Milky; appreciate you acknowledging my complaint and getting back to me.

Apologies if I came across as being unreasonable or insinuating -- that wasn't my intention -- just eager to get stuck in.

DP.


----------



## Milky (Nov 30, 2008)

Like l say mate we do our best but some slip under the radar...

we don't deliberately make anyone wait, its good for the forum and not fair on the poster...

Give it time to get used to your posts and it will stop.


----------



## Dark Prowler (Jun 20, 2013)

Cheers, buddy. Appreciate what you're saying -- I moderate a few online communities myself.
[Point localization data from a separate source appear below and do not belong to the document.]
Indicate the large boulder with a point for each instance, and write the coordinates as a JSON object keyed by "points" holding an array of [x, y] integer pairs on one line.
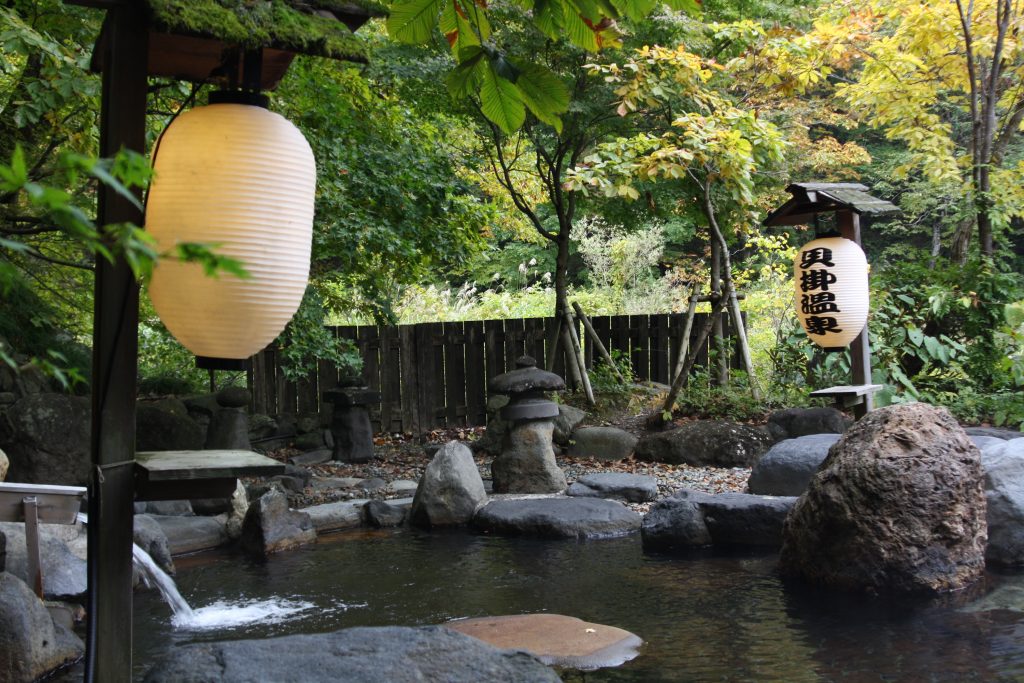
{"points": [[995, 432], [31, 643], [604, 443], [157, 429], [150, 536], [631, 487], [190, 535], [61, 551], [270, 526], [692, 519], [451, 491], [1004, 466], [381, 654], [46, 437], [706, 442], [788, 466], [897, 506], [796, 422], [557, 517]]}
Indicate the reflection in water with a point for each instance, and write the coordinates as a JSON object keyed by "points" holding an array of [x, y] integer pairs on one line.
{"points": [[721, 619]]}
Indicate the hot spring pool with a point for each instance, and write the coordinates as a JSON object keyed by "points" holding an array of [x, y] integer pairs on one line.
{"points": [[711, 619]]}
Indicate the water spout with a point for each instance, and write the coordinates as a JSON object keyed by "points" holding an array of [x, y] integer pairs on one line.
{"points": [[154, 575], [220, 614]]}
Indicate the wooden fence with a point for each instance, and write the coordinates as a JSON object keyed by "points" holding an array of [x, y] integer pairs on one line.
{"points": [[435, 375]]}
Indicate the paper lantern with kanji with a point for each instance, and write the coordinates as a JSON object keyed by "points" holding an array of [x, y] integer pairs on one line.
{"points": [[832, 291], [242, 179]]}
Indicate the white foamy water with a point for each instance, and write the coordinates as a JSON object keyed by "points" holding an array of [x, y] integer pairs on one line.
{"points": [[228, 614]]}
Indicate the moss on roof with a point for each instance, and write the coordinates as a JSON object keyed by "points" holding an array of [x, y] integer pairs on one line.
{"points": [[289, 25]]}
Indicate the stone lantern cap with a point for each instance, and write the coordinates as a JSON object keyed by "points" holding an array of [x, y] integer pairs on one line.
{"points": [[527, 378], [342, 396]]}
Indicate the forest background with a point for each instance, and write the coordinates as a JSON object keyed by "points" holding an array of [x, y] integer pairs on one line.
{"points": [[498, 161]]}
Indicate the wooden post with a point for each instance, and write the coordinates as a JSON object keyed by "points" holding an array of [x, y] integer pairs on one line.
{"points": [[860, 350], [597, 341], [115, 363]]}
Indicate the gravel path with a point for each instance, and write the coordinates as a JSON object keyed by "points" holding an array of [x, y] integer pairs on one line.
{"points": [[397, 458]]}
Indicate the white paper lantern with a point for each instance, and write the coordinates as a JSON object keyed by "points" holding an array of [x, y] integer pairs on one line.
{"points": [[242, 179], [830, 276]]}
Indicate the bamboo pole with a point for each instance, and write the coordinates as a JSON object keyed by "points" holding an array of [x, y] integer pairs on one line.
{"points": [[597, 341], [578, 354], [684, 346], [744, 347]]}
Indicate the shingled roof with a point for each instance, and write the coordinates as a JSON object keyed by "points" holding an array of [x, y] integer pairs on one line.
{"points": [[811, 198], [188, 38]]}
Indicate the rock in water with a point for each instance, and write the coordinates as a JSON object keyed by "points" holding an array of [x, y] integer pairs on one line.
{"points": [[788, 466], [269, 526], [1004, 466], [451, 491], [383, 654], [31, 644], [897, 506]]}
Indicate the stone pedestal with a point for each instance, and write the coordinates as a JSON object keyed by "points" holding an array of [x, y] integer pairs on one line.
{"points": [[229, 426], [526, 464], [353, 436]]}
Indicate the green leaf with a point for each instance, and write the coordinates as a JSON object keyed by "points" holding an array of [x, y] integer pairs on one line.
{"points": [[462, 81], [413, 20], [500, 101], [915, 335], [543, 92], [578, 31]]}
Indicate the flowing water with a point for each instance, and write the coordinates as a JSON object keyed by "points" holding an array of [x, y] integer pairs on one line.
{"points": [[711, 619]]}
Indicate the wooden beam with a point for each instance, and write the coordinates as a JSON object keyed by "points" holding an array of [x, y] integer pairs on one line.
{"points": [[115, 363]]}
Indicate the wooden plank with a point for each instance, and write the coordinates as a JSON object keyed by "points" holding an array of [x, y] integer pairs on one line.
{"points": [[411, 422], [181, 465], [534, 339], [702, 357], [558, 367], [641, 349], [494, 336], [514, 346], [390, 374], [659, 348], [621, 336], [677, 326], [454, 348], [476, 373], [427, 376]]}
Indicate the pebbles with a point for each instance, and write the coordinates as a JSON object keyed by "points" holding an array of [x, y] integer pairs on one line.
{"points": [[400, 461]]}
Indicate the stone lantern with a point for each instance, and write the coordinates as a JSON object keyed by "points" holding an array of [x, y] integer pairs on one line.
{"points": [[526, 464], [353, 435]]}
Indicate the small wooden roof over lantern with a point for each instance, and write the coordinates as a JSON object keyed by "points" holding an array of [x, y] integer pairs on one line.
{"points": [[814, 198], [199, 40]]}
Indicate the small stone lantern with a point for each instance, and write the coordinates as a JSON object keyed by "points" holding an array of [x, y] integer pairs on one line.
{"points": [[526, 464], [353, 436]]}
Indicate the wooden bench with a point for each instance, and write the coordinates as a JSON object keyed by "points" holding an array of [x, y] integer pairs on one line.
{"points": [[856, 396]]}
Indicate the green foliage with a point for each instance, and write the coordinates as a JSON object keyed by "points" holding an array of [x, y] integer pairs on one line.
{"points": [[506, 79], [305, 341], [390, 206]]}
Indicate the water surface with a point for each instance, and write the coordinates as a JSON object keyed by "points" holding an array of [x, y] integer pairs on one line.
{"points": [[711, 619]]}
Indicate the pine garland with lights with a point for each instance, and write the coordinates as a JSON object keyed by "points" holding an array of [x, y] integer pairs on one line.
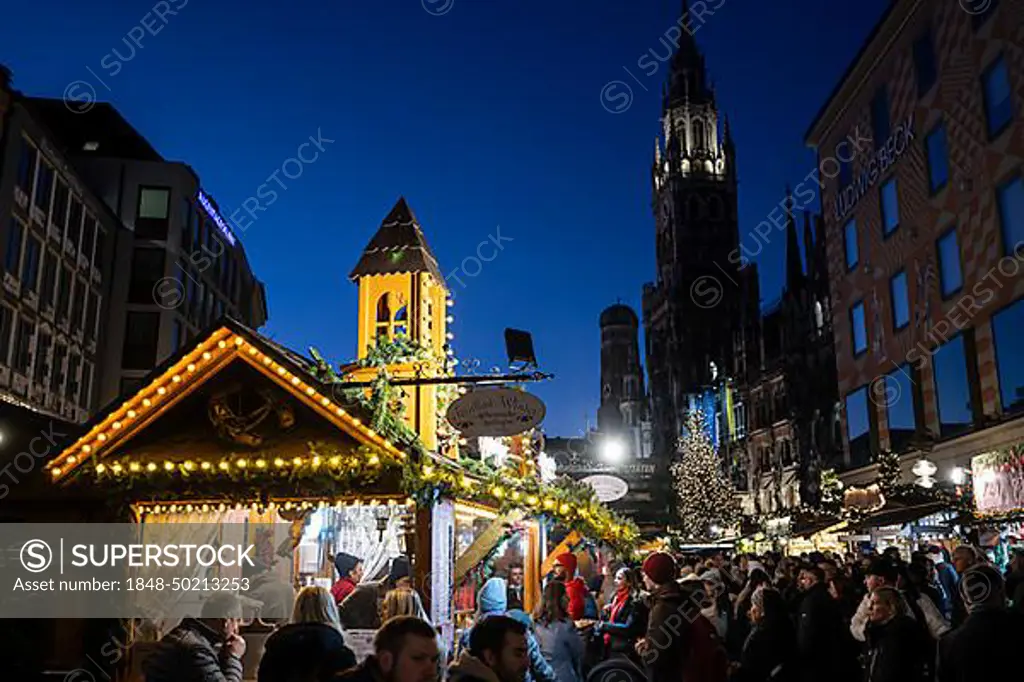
{"points": [[705, 496]]}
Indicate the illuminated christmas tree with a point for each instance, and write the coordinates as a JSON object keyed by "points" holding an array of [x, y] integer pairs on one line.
{"points": [[705, 498]]}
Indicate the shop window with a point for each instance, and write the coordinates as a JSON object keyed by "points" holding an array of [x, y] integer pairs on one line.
{"points": [[1010, 198], [950, 274], [952, 390], [997, 95], [900, 300], [938, 159], [1008, 330], [890, 207]]}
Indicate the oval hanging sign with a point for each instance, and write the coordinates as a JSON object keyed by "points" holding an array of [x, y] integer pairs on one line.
{"points": [[608, 488], [496, 412]]}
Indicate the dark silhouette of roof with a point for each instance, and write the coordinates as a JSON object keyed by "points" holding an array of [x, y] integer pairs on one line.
{"points": [[620, 313], [398, 246]]}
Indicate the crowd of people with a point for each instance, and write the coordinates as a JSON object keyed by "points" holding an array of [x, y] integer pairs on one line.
{"points": [[681, 619]]}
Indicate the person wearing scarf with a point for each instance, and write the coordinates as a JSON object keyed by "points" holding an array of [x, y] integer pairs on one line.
{"points": [[627, 616]]}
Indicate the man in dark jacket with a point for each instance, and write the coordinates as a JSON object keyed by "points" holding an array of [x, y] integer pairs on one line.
{"points": [[497, 652], [979, 649], [665, 648], [898, 647], [205, 649], [404, 650], [823, 642]]}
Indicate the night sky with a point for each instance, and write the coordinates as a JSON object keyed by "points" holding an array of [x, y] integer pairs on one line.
{"points": [[485, 117]]}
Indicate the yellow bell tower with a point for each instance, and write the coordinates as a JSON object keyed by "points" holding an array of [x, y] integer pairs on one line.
{"points": [[402, 292]]}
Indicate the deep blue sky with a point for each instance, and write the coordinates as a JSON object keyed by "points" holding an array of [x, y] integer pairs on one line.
{"points": [[488, 115]]}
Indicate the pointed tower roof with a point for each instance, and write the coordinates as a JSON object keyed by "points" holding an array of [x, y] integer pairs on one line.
{"points": [[794, 267], [398, 246]]}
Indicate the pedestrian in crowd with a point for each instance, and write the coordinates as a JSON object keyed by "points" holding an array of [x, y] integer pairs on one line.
{"points": [[565, 568], [204, 649], [349, 573], [404, 650], [515, 581], [898, 649], [402, 601], [491, 602], [627, 617], [822, 640], [770, 648], [497, 652], [560, 643], [310, 647], [665, 647]]}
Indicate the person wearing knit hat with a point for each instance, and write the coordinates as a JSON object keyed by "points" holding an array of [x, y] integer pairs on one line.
{"points": [[349, 573], [663, 648], [565, 565]]}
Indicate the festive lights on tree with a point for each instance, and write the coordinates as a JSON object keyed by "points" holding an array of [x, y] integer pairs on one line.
{"points": [[705, 497]]}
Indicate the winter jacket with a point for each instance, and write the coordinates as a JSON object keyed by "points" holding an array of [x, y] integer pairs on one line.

Thanks for hearing me out.

Kindest regards.


----------



## Dark Prowler (Jun 20, 2013)

Just in case these two have slipped under the radar, I should have pending posts on the following threads...

http://www.uk-muscle.co.uk/steroid-testosterone-information/238102-best-way-cycle-t3-whilst-tren-e-clen-throughout-calorie-deficit.html

http://www.uk-muscle.co.uk/steroid-testosterone-information/237687-would-like-assistance-upcoming-deca-test-dbol-winter-bulk.html

Cheers, mate.


----------